Commit Graph

113 Commits

Author SHA1 Message Date
Gleb Natapov
9fdb3d3d98 raft: stop using seastar::pipe to pass log entries to apply_fiber
Stop use seastar::pipe and use seastar::queue directly to pass log
entries to apply_fiber. The pipe is a layer above queue anyway and it
adds functionality that we do not need (EOS) and hinds functionality that
we do (been able to abort()). This fixes a crash during abort where the
pipe was uses after been destroyed.

Message-Id: <YHLkPZ9+sdLhwcjZ@scylladb.com>
2021-04-12 13:18:03 +02:00
Gleb Natapov
fb938a36d4 raft: disallow adding and creating servers with id zero
Id zero has special meaning in the code and cannot be valid server id.
Message-Id: <20210407134853.1964226-1-gleb@scylladb.com>
2021-04-08 17:07:18 +02:00
Gleb Natapov
b3cb4f3966 raft: fix quorum check code for joint config and non-voting members
Current leader code check for most nodes to be alive, but this is
incorrect since some nodes may be non-voting and hence should not
cause a leader to stepdown if dead. It also incorrect with joint config
since quorum is calculated differently there.

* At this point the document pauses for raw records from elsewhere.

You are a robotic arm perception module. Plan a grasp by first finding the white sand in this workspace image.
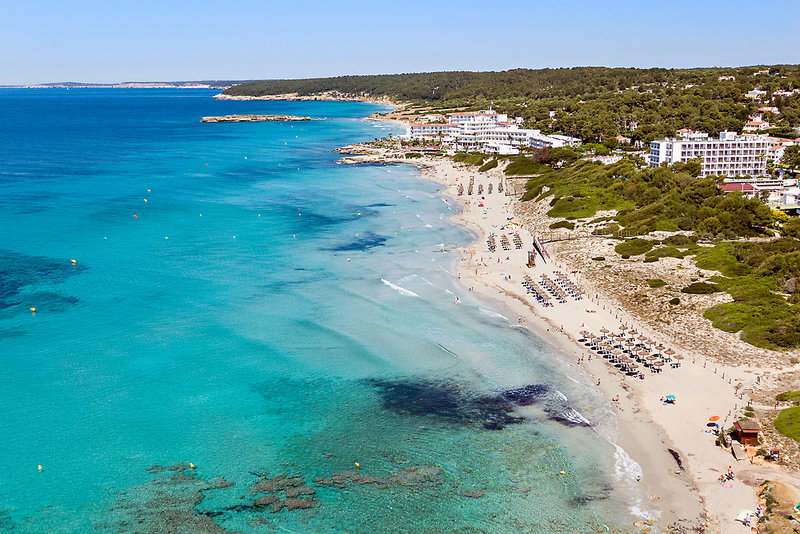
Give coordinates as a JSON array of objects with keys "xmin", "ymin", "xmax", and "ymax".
[
  {"xmin": 423, "ymin": 159, "xmax": 757, "ymax": 533},
  {"xmin": 343, "ymin": 141, "xmax": 800, "ymax": 533}
]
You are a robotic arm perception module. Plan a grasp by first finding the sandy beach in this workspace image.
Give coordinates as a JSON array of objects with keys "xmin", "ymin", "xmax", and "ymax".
[{"xmin": 340, "ymin": 140, "xmax": 800, "ymax": 533}]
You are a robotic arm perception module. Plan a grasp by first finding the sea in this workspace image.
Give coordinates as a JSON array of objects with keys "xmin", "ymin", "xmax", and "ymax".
[{"xmin": 0, "ymin": 89, "xmax": 657, "ymax": 533}]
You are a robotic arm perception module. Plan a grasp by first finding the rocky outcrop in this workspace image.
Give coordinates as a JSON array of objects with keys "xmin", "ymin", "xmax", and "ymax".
[{"xmin": 200, "ymin": 115, "xmax": 325, "ymax": 122}]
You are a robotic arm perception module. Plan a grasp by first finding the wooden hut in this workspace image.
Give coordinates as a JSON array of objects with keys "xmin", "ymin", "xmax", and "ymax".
[{"xmin": 733, "ymin": 421, "xmax": 761, "ymax": 445}]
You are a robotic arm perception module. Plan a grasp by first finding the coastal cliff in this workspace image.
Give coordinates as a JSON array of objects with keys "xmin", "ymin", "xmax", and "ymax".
[
  {"xmin": 214, "ymin": 91, "xmax": 400, "ymax": 106},
  {"xmin": 200, "ymin": 115, "xmax": 325, "ymax": 122}
]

Fix it by introducing
activity_tracker class that knows how to handle all the above details.
2021-04-07 10:15:33 +03:00
Gleb Natapov
a48a2c454b raft: do not hang on waiting for entries on a leader that was removed from a cluster
If a leader is removed from a cluster it will never know when entries
that it did not committed yet will be committed, so abort the wait in
this case with uncertainty error.
2021-04-07 10:15:33 +03:00
Gleb Natapov
db03c94692 raft: add more tracing to stepdown code 2021-04-07 10:15:33 +03:00
Gleb Natapov
7dec56721c raft: use existing election_elapsed() function instead of redo the calculation 2021-04-07 10:15:33 +03:00
Gleb Natapov
3bcd3212e2 raft: check that a node is still the leader after initiating stepdown process
Usually initiation of stepdown process does not immediately depose the
current leader, but if the current leader is no longer part of the
cluster it will happen. We were missing the check after initiating
stepdown process in append reply handling.
2021-04-07 10:15:33 +03:00
Gleb Natapov
28add88a1f raft: do not assert when receiving unexpected messages in a leader state
Current code assert when it gets InstallSnapshot/AppendRequest in a leader
state and the term in the message is equal current term. It is true that
such messages cannot be received if the protocol works correctly, but we
should not crash on a network input nonetheless.
2021-04-04 11:33:35 +03:00
Gleb Natapov
995cd1c8a7 raft: use existing function to check if election timeout elapsed
is_past_election_timeout() repeats the calculation that
election_elapsed() is doing. Use existing function instead.
2021-04-04 11:33:35 +03:00
Gleb Natapov
13a3cf62bb raft: move incoming message processing into per state functions
Clean up step() function by moving state specific processing into per
state functions. This way it is easier to see how each state handles
individual messages. No functional changes here.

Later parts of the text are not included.